Der Kläger hat keinen Antrag gestellt.
Entscheidungsgründe
Die Revision des FA ist unbegründet. Das FG hat den Sachverhalt ohne Rechtsverstoß dahin würdigen können, daß die beruflich veranlaßte doppelte Haushaltsführung des Klägers nicht in der Zeit vom 30. Juli 1977 bis 24. März 1978 beendet und danach aus privaten Gründen wieder neu begründet worden ist. Die Vorentscheidung entspricht den Rechtsgrundsätzen, die der Senat insbesondere im Urteil vom 19. November 1989 VI R 27/86 (BFHE 159, 142, BStBl II 1990, 308) dargelegt hat.
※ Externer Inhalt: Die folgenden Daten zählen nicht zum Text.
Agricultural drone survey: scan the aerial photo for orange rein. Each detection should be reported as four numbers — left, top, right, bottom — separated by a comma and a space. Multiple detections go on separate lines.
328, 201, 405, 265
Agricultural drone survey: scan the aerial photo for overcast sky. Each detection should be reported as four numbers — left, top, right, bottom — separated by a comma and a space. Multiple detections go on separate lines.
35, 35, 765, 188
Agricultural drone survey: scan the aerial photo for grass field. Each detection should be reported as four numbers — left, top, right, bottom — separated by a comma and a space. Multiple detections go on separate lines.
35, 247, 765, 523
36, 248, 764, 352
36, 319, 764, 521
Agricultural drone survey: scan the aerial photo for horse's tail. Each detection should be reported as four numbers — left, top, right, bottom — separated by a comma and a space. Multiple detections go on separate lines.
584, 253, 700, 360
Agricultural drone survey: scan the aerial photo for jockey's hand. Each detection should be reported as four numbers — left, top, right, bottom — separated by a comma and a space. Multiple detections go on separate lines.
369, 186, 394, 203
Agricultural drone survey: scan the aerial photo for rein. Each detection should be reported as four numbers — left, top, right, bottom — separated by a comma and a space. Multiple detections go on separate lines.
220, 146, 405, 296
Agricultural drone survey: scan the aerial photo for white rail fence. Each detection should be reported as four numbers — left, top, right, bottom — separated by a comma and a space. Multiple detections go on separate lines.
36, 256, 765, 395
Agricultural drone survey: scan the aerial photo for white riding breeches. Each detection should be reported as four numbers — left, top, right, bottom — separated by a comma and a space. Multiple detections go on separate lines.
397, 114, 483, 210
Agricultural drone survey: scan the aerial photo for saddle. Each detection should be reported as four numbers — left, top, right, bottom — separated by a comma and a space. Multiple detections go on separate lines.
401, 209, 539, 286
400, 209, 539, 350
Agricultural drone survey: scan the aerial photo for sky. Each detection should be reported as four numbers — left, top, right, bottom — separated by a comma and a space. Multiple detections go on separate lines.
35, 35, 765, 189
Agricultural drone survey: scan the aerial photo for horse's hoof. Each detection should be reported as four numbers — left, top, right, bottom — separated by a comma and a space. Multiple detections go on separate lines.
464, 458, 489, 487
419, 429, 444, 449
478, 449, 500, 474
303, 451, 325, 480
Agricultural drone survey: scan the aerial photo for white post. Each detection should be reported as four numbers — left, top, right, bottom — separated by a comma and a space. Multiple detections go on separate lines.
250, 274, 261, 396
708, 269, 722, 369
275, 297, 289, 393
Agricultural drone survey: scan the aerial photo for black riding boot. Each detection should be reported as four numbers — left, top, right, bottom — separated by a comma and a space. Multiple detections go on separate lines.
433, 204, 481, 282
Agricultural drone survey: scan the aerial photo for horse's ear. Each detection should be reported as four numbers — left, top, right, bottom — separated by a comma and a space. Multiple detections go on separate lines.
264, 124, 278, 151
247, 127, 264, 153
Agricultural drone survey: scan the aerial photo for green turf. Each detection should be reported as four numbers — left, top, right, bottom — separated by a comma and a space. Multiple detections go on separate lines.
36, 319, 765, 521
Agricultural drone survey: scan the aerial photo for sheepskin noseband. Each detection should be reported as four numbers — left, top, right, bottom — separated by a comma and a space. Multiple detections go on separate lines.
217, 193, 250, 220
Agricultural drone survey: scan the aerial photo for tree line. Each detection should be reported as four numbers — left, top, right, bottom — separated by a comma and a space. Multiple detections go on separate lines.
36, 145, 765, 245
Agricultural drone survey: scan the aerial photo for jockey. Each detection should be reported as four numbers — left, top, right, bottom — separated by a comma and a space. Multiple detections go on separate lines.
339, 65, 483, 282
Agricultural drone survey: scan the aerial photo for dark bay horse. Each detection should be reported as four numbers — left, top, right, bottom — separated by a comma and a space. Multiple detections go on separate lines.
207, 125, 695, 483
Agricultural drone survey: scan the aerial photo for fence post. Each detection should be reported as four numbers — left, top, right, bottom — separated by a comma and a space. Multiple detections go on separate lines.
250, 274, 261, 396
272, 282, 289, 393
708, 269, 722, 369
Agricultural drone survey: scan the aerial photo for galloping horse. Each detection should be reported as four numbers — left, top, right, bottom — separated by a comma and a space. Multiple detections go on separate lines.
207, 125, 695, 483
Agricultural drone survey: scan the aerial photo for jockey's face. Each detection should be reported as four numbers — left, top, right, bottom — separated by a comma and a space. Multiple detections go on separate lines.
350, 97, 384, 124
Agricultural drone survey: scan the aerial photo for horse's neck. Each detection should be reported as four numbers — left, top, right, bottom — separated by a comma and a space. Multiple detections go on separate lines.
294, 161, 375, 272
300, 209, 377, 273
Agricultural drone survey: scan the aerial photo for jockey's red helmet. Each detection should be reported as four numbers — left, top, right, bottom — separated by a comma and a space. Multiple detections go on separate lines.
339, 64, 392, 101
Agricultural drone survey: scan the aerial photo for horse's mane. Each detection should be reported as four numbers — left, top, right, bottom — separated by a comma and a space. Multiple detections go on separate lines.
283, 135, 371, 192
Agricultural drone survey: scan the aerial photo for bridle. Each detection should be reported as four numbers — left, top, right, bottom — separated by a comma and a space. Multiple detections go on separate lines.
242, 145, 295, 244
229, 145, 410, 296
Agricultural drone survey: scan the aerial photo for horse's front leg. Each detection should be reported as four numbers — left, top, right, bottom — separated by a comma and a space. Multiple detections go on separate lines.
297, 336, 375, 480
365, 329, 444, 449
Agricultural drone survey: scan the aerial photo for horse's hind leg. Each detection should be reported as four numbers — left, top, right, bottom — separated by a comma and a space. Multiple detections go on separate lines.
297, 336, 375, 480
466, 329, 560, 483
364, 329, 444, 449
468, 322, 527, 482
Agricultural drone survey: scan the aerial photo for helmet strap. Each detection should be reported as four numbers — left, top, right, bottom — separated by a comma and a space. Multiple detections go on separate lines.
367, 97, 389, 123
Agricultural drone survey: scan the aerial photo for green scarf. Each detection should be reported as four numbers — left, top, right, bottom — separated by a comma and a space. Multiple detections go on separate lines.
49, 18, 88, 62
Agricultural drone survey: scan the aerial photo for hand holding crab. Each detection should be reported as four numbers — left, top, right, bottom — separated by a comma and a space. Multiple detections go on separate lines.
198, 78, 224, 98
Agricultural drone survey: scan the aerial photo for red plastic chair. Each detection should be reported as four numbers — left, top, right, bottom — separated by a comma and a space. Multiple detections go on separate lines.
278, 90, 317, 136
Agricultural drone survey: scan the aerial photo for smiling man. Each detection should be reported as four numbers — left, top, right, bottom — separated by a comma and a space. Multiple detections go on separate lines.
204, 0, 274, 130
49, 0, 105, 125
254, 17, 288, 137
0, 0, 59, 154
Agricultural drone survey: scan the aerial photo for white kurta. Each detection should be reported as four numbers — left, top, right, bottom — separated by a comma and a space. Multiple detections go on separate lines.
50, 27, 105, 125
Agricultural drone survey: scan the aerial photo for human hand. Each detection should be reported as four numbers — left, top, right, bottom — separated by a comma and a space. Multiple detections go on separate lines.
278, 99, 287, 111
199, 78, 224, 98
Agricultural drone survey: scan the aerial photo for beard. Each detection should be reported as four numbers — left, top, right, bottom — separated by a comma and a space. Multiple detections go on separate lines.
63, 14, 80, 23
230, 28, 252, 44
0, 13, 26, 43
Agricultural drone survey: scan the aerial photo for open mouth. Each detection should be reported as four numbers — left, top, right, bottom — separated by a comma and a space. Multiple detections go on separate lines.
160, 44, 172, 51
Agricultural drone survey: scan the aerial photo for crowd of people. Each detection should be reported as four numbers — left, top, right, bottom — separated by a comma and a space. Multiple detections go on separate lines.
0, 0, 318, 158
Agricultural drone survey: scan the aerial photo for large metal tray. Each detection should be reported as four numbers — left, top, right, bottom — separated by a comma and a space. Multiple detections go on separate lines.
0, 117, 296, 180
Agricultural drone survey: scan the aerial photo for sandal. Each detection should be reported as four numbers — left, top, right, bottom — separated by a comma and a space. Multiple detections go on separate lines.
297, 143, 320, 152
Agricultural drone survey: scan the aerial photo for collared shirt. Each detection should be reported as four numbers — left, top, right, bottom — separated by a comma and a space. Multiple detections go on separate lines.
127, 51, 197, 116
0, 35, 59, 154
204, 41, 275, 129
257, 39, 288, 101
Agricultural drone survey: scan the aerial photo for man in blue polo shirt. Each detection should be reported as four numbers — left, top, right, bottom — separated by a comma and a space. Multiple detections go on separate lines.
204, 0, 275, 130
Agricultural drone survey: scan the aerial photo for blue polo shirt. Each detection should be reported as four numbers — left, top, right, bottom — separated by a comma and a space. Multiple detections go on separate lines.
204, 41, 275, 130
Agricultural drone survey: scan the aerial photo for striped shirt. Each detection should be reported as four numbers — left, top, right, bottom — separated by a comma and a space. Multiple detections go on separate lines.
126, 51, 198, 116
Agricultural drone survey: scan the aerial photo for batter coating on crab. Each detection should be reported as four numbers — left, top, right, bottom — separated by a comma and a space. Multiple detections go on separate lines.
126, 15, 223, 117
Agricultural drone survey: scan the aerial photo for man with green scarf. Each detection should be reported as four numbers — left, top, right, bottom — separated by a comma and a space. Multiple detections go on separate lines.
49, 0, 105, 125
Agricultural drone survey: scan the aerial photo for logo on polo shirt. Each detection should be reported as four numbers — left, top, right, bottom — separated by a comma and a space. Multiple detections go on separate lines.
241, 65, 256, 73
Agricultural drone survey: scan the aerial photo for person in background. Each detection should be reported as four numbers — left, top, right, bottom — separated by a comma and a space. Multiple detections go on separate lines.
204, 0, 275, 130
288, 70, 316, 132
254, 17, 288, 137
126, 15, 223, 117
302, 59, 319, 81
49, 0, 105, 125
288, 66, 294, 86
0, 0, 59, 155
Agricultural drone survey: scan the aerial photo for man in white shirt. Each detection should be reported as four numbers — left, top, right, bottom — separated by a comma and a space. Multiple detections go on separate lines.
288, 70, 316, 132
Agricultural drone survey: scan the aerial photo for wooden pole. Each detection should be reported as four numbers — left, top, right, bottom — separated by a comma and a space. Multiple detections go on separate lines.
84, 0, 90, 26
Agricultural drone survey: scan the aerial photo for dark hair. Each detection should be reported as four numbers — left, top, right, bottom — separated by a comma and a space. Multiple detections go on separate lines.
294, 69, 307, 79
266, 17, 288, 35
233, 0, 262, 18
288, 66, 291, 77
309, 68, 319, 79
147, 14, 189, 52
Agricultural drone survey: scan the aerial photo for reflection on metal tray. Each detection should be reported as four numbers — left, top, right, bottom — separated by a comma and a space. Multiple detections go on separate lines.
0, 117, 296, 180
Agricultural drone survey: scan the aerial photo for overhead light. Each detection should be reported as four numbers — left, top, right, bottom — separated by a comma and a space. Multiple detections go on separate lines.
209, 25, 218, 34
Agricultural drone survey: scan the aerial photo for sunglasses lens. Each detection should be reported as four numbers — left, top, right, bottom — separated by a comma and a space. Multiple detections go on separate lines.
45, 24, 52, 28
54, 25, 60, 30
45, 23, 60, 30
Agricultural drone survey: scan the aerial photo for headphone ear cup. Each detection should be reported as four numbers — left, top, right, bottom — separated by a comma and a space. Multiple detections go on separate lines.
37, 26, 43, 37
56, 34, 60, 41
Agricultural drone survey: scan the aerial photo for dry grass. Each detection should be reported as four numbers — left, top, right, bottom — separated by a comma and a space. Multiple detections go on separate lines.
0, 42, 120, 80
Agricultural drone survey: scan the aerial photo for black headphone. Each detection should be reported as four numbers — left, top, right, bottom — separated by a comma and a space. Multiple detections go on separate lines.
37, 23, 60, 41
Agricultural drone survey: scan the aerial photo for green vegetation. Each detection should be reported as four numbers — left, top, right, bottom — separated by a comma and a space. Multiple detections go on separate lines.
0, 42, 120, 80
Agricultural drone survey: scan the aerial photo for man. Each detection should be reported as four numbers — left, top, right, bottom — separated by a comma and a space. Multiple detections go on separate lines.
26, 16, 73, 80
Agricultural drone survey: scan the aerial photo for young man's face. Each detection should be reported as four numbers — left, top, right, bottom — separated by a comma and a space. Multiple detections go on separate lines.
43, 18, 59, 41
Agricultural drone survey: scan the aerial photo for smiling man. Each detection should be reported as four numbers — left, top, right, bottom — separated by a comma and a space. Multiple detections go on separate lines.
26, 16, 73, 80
Die Entscheidung der im Streitfall erheblichen Frage, ob der rund neunmonatige Aufenthalt der Ehefrau des Klägers als Besuch zu werten ist und ob während dieser Zeit der Familienhaushalt am bisherigen Wohnort aufrechterhalten worden ist, hängt von der tatrichterlichen Würdigung aller Umstände des Einzelfalles ab. Ist die Gesamtwürdigung verfahrensrechtlich einwandfrei zustande gekommen und nicht durch Denkfehler oder die Verletzung von Erfahrungssätzen beeinflußt, so ist sie für das Revisionsgericht bindend, auch wenn sie nicht zwingend, sondern nur möglich ist.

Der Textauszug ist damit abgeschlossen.